Autonomous Cars Will Learn From Those They’ll Ultimately Replace – The Driver
A team of researchers from Cornell University has been developing a new system in which cameras focus on the driver in order to understand what they’re doing, and to help to predict their actions. This will help autonomous vehicles “work out how they should behave, too,” an article in Gizmodo stated.
The team built a Recurrent Neural Network which analyzes information from a number of data sources in order to predict what the driver will do. For example, it examines speed, GPS positions, and head orientation of the driver to “assign a probability to whether or not the car will change lanes in the next few seconds.”
The team published a paper in arXiv and reported that the software “can anticipate maneuvers 3.5 seconds before they occur in realtime.” While impressive, the study looked at data from 10 different drivers who covered 1,000 miles of freeway and city over two months. Gizmodo author Jamie Condliffe argues lane changes of freeways are probably some of the easiest to predict.

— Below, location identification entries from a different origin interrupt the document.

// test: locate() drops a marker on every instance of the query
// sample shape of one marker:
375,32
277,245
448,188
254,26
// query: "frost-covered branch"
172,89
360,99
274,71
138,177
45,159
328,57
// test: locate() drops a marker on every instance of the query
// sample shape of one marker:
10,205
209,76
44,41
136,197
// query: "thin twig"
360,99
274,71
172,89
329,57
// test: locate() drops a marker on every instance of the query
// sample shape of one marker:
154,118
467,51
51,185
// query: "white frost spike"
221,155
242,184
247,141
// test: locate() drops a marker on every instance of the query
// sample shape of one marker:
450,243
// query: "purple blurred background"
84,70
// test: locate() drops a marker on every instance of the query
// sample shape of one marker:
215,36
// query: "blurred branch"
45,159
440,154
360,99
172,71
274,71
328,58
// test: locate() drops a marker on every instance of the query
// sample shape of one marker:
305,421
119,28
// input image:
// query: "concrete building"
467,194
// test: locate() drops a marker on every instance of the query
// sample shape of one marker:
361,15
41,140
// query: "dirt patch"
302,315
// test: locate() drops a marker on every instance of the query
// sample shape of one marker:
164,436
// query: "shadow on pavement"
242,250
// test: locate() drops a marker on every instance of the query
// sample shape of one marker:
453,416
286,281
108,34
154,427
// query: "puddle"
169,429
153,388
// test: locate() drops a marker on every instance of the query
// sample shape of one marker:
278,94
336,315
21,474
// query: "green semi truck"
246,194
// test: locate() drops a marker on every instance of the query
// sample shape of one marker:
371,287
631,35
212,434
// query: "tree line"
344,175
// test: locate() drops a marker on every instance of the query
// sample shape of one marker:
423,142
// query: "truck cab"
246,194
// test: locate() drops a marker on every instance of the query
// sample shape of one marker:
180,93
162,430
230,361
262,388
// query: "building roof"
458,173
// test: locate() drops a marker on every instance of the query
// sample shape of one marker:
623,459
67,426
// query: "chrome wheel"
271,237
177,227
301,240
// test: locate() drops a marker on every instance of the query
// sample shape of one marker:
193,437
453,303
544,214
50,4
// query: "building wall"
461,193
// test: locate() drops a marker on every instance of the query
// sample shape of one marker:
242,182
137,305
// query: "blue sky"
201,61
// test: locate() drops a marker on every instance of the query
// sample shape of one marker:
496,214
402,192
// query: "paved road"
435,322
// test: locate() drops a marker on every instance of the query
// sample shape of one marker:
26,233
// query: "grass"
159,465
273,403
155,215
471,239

MIT professor of robotics John Leonard argues that cities such as Boston, with it’s frequent construction, detours, and confusing street configurations could spell trouble for these vehicles. “I expected to be impressed, because the people involved are so good,” Leonard said in a Boston Globe article referring to the chance he had to take a ride in Google’s automated car when he was in San Francisco for a conference. But points out that these vehicles will need to be able to navigate the way humans do, and will need to be tested under a number of different and difficult driving conditions.